There are some cars being tested today that can drive themselves in all sorts of driving environments; the problem is that they make potentially deadly mistakes. Most people would probably tolerate an autonomous car that accelerates a little too quickly sometimes, but would not be pleased if the car identified a stop sign as a speed limit sign. Given how many possible driving situations exist in the real world, it is impossible to test a car in every situation. The same dilemma exists for software testing, and developers have to set a testing limit where they can be reasonably sure that no more undetected problems exist; this limit changes depending on how damaging a software defect would be. For autonomous cars, this limit must remain very high to prevent loss of life; however, there are no regulations limiting how safe an autonomous car must be before it can be sold, or even how to quantify the safety of the car. In fact, there are currently very few regulations of any kind on autonomous cars, so thresholds for most decisions are being set individually by each manufacturer. This will lead to nonuniform performance from different cars, as well as different launch dates depending on how much a company is willing to risk.
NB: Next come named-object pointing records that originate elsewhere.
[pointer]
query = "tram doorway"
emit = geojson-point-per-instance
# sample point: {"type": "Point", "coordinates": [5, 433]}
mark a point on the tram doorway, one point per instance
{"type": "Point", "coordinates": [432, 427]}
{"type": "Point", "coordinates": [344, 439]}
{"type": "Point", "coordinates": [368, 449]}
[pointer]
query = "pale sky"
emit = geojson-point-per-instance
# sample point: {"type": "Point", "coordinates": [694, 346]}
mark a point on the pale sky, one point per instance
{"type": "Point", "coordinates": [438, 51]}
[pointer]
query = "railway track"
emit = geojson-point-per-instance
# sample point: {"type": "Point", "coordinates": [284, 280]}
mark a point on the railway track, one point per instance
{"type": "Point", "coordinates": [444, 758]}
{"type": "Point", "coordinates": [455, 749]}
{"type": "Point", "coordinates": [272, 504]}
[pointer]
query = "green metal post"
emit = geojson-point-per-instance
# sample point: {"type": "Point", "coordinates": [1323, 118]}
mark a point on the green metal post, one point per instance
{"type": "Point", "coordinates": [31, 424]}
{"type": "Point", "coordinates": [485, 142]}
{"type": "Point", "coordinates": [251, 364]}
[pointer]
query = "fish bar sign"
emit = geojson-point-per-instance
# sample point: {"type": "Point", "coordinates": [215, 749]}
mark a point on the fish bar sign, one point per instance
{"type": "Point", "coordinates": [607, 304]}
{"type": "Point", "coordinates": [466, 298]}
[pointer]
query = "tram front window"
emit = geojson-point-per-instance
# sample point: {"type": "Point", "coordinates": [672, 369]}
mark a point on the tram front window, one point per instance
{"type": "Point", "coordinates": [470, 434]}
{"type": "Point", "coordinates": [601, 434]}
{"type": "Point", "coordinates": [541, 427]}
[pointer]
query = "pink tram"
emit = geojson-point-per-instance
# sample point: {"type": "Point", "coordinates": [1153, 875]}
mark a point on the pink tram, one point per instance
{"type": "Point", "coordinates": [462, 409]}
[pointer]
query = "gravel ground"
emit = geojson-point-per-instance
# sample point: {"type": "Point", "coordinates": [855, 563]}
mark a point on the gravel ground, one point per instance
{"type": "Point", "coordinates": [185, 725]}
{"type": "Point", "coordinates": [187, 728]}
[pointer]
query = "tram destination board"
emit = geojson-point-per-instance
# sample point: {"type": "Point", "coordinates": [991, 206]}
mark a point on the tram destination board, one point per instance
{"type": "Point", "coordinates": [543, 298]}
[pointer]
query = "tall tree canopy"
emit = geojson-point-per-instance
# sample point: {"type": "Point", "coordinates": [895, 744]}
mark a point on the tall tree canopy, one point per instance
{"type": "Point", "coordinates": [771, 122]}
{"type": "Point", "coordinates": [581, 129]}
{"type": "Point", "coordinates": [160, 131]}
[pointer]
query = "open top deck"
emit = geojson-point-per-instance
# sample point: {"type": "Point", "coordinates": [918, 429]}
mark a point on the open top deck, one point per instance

Technology companies are typically rewarded for taking risks; and until government regulators step in, the safety of each autonomous car will depend on the company.

New outlets are quick to sensationalize any errors in systems, but the first threshold for acceptance should be self-driving cars that are safer than human drivers; there will undoubtedly be accidents involving autonomous cars, but if this rate is significantly lower than average this is still an improvement. There are a wide variety of priorities for autonomous car developers: correctly identifying street signs and traffic signals, integrating GPS directions, smoothly accelerating and turning to avoid nauseating passengers, and ensuring cars meet all existing safety and environmental laws. All of these steps will take time to fine-tune before we can walk into a showroom and purchase a level 5 car. These cars are coming, however, and will completely revolutionize personal transportation as we know it.